Hornstein and Dibble said they wanted to support proposals from their colleagues that restructured state income taxes based on what Dibble called "ability to pay." Dibble said he believed a recent report by the Itasca Project 

However, soaking the rich won't entirely solve the whole arithmetic problem, Hornstein acknowledged. A complete solution needs more in-depth tax reform, he said, perhaps including a broadening and lowering of the state sales tax.

"This is going to be where we spend most of our time and energy in our session," he said.

A push for higher taxes on any group of Minnesotans could be complicated, Rep. Susan Allen (DFL-62B) said, by more conservative members of the DFL majority.

"In both parties, there are members who are fiscally conservative or ran on  a platform where they were going to reduce red tape," she said. "It's going to be interesting."
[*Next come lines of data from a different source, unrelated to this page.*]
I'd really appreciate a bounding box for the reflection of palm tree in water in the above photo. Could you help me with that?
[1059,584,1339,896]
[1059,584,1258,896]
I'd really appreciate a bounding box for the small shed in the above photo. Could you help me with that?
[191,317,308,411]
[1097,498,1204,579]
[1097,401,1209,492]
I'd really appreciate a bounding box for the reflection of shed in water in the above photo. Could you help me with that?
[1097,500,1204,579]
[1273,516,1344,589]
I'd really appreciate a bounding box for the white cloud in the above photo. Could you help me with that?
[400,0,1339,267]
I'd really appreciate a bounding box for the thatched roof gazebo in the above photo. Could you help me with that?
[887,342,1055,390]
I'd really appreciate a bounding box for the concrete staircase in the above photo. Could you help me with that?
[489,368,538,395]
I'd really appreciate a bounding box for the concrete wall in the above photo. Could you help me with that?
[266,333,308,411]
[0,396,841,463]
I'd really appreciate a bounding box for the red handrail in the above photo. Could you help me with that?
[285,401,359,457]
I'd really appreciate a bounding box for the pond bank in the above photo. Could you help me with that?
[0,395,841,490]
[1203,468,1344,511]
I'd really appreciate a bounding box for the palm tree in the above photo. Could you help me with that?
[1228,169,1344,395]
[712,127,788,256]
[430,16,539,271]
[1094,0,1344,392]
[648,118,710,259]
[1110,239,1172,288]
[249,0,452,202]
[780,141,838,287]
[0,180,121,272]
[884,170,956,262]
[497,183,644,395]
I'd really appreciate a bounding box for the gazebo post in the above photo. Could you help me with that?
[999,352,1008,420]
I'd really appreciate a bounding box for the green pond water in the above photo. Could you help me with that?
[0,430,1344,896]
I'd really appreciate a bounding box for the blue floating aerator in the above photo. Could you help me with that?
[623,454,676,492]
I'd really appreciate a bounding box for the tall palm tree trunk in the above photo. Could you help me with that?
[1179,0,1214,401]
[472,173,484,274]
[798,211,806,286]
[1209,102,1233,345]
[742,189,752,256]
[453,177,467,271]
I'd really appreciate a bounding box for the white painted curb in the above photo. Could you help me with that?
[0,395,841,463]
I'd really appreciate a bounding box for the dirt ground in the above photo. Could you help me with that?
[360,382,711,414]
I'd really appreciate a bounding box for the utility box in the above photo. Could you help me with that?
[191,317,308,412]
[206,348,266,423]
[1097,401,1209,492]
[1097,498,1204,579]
Dibble agreed that new tax and spending proposals would have to win over legislators from across the party's ideologically diverse majorities in both houses in order to pass. Using the University of Minnesota as an example of how these members could be won over, Dibble criticized leaders there for adding scores of administrative positions while the state cut its funding in previous years

Starving the university of funds would have “huge negative consequences” by preventing investments for the future, he said, "but I'm not supportive of putting more dollars into a system that's just going to hire a bunch of bureaucrats."

Overhauling the state's tax structure while assembling a budget for the next biennium may seem like a very tall order for a legislature that's only in session until the end of May, but all three lawmakers Patch spoke with said they thought the legislature could rack up several more policy changes before it adjourns.

"There's plenty of time to deal with plenty of issues around here," Hornstein said. "There are a lot of individual legislators who have issues they care about."

Off the top of his head, Hornstein rattled off the names of several legislators who might bring up policy issues like gun control.

Allen said she would be leading the charge to pass tenants' rights measures and serving on a task force looking for ways to help retrain the long-term unemployed or underemployed. Dibble said he would be bringing forward an anti-bullying bill based on recomendations from a recent gubernatorial task. And as leads on their respective chambers' transportation finance committees, Dibble and Hornstein both said they would be working hand in hand to craft a transportation bill, perhaps based on recent investment recommendations from The Itasca Project (PDF).